I took the parcel and placed it in my pocket. We mounted the stair, and Mrs M‘Leod left me. It is needless to say that I could not restrain my curiosity; nor did I try. I went down towards Princes Street Gardens, and seating myself on the parapet, proceeded to undo the red handkerchief. I found within a large bundle of banknotes, composed of tens and fives, and upon counting them found the amount to be £180. Now I fairly admit I was not satisfied. I wanted something more; and tying up my bundle I repaired again to Rose Street.

“Mrs M‘Leod,” said I, as I entered, “it will be necessary that you mark these notes for me. My masters, the authorities, will not believe I got them from you unless I get your name to them. Have you pen and ink?”

“Ay,” said she, “but I daurna mark them, Donald would be angry.”

“But you forget the authorities,” said I.

“The authorities!” she repeated, with a kind of a tremble at the very sound of the word.

“Yes, they may be angry, and you know the anger of the authorities is very different from that of Donald M‘Leod.”

“Very true,” replied she.

And bringing the pen and ink I got her name to every note. I was now satisfied, and taking the direction of Queen Street, arrived at the Club, where I saw Mr Ellis.

“How much money was taken altogether?” inquired I.

“Why,” said he, “I collected the different complaints, and adding up the sums found they amounted to £180.”

“The Highlanders are a very careful people,” said I. “The sum I have recovered, and which is tied up in this handkerchief, is just £180.”

“Recovered!” said he, in astonishment. “Why, I thought it was a forlorn hope. Where in all the earth did you get it; or rather, I should ask, how?”

“Just by means of the old newspaper with the name of the Club upon it.

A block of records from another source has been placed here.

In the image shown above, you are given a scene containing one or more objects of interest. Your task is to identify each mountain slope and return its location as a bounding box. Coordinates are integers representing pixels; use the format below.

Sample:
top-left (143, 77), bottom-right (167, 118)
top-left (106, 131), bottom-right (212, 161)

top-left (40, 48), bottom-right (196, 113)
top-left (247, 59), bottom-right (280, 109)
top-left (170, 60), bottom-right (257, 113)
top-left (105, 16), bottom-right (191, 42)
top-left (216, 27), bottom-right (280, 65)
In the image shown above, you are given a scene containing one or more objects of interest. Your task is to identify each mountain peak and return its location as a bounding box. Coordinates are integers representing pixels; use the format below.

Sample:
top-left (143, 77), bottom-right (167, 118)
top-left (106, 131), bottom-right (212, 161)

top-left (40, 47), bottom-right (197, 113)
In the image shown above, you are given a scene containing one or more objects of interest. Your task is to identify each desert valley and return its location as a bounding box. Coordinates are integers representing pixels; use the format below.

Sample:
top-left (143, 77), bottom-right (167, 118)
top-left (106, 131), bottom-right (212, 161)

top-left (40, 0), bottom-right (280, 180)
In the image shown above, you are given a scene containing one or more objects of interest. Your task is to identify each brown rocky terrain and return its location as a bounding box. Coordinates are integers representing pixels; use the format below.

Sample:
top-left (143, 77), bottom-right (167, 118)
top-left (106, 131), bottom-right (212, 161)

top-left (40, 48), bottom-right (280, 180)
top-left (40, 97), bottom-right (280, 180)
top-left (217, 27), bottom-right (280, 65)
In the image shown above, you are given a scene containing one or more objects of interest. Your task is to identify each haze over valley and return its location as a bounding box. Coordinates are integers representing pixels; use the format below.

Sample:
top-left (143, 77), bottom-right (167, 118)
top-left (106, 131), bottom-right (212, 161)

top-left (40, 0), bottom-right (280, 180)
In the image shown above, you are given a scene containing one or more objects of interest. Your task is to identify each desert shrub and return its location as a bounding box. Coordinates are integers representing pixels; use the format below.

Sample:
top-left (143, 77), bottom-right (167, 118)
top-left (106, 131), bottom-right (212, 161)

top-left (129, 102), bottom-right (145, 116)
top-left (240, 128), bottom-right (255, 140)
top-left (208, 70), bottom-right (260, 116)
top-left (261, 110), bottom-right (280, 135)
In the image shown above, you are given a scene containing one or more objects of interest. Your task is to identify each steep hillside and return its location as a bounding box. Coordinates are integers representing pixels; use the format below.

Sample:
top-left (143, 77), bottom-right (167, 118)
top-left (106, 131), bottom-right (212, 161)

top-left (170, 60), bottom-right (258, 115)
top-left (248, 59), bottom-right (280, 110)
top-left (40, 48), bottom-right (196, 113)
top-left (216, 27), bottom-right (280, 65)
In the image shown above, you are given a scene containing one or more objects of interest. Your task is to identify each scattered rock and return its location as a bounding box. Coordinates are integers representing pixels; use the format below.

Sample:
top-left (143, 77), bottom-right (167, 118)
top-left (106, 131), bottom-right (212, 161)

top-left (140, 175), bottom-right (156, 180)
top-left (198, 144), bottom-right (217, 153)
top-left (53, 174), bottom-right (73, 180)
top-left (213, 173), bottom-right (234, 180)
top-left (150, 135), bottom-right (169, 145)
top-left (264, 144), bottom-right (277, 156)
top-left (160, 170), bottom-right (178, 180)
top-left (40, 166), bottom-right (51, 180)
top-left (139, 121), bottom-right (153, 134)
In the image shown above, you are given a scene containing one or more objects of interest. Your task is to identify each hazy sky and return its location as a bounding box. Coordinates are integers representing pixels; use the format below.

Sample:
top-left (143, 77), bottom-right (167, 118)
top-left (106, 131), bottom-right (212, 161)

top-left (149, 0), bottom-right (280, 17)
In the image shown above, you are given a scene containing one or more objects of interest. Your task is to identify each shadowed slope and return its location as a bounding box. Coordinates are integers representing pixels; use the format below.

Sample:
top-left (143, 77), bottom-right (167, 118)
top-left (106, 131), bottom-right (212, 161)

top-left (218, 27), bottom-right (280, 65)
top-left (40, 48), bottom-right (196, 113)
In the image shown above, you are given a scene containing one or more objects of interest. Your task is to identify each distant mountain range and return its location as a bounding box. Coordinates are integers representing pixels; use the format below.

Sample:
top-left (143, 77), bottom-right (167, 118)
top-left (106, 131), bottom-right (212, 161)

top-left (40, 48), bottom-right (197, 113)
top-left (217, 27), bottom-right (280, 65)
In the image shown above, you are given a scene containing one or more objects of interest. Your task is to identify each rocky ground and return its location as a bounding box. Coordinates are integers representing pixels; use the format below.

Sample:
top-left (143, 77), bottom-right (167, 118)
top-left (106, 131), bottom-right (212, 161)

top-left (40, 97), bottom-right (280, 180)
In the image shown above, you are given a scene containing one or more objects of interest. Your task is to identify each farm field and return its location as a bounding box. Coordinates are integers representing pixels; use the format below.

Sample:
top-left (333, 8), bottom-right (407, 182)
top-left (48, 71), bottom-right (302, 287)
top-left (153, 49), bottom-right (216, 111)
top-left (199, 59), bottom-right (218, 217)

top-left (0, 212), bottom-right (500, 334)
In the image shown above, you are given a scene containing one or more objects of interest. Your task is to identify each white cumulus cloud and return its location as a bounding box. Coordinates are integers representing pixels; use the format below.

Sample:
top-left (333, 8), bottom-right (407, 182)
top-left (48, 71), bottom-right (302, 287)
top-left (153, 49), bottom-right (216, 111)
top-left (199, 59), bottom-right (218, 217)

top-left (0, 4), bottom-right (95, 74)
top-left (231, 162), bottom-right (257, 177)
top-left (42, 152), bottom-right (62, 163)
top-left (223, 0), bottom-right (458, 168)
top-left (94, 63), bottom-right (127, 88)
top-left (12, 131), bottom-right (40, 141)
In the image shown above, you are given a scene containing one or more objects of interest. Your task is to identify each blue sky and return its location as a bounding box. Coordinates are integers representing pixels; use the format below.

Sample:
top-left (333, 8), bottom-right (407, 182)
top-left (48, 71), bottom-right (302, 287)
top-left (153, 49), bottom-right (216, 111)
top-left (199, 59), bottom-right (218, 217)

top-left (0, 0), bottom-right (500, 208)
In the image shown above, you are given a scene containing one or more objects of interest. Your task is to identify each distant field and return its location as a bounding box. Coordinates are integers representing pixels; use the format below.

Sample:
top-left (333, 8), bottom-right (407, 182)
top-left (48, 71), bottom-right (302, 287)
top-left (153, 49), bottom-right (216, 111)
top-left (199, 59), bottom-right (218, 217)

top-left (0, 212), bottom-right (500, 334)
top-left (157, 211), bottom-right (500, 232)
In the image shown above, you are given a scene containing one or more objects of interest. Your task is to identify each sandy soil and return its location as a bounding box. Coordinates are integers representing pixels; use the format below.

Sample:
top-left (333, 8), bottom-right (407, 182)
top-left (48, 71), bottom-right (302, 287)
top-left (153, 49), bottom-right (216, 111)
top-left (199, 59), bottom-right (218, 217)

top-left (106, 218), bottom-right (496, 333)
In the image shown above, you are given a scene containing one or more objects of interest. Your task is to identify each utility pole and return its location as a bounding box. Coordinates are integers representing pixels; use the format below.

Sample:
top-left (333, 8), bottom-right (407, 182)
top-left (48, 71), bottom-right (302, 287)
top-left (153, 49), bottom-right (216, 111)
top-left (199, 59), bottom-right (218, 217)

I think I told you that if I took my own way, and not yours, I would get the cash.”

“You did,” replied he; “but to be very candid with you, I had no hope, though I admitted I had faith in your name. But tell me where you got it, for I am dying to know?”

“I can hardly explain all in the meantime,” said I. “I am bent for the Office, and up for time. But I may inform you that Donald M‘Leod is the man, and we must keep him in custody.”

“The newspaper!” again ejaculated Mr Ellis, as if he was in great perplexity. “How a piece of printed paper should be the means of getting £180! Was the money marked upon it?”

“No; yet I repeat it was the means of getting your money. Of course I cannot leave the notes with you. You will get them after Donald receives his sentence.”

And with this I went away, leaving Mr Ellis to divine how the old newspaper came to have so much virtue. I then proceeded to the Office, where, having deposited the money, and explained the affair to the Superintendent, I was asked, “Where is the woman?”

And I knew that this question would be asked of me, and I knew also what would be my answer.

“Why, sir,” said I, “do you really think that I should be the man to apprehend that woman?”

“Strictly, you should,” said he, with a smile; “but if ever there was a case in which an officer might be passed over for a duty, it is this. I would rather go for her myself than put this duty on you. I acknowledge you were justified in the words you used, that the newspapers would be scored, and that you were entitled to your mental reservation. The question may be said to be a subtle one, suited to the logic of casuists, but I affirm that it may be resolved by a sturdy moralist. As for the rest, you have shewn a feeling creditable to the heart of a right man, in leaving the apprehension of the woman to another.”

Mrs M‘Leod was in the evening brought up by my assistant. The two were tried at the High Court, and Donald was sentenced to seven years’ transportation, while Mrs M‘Leod, as being under the iron rule of the Gael, was acquitted.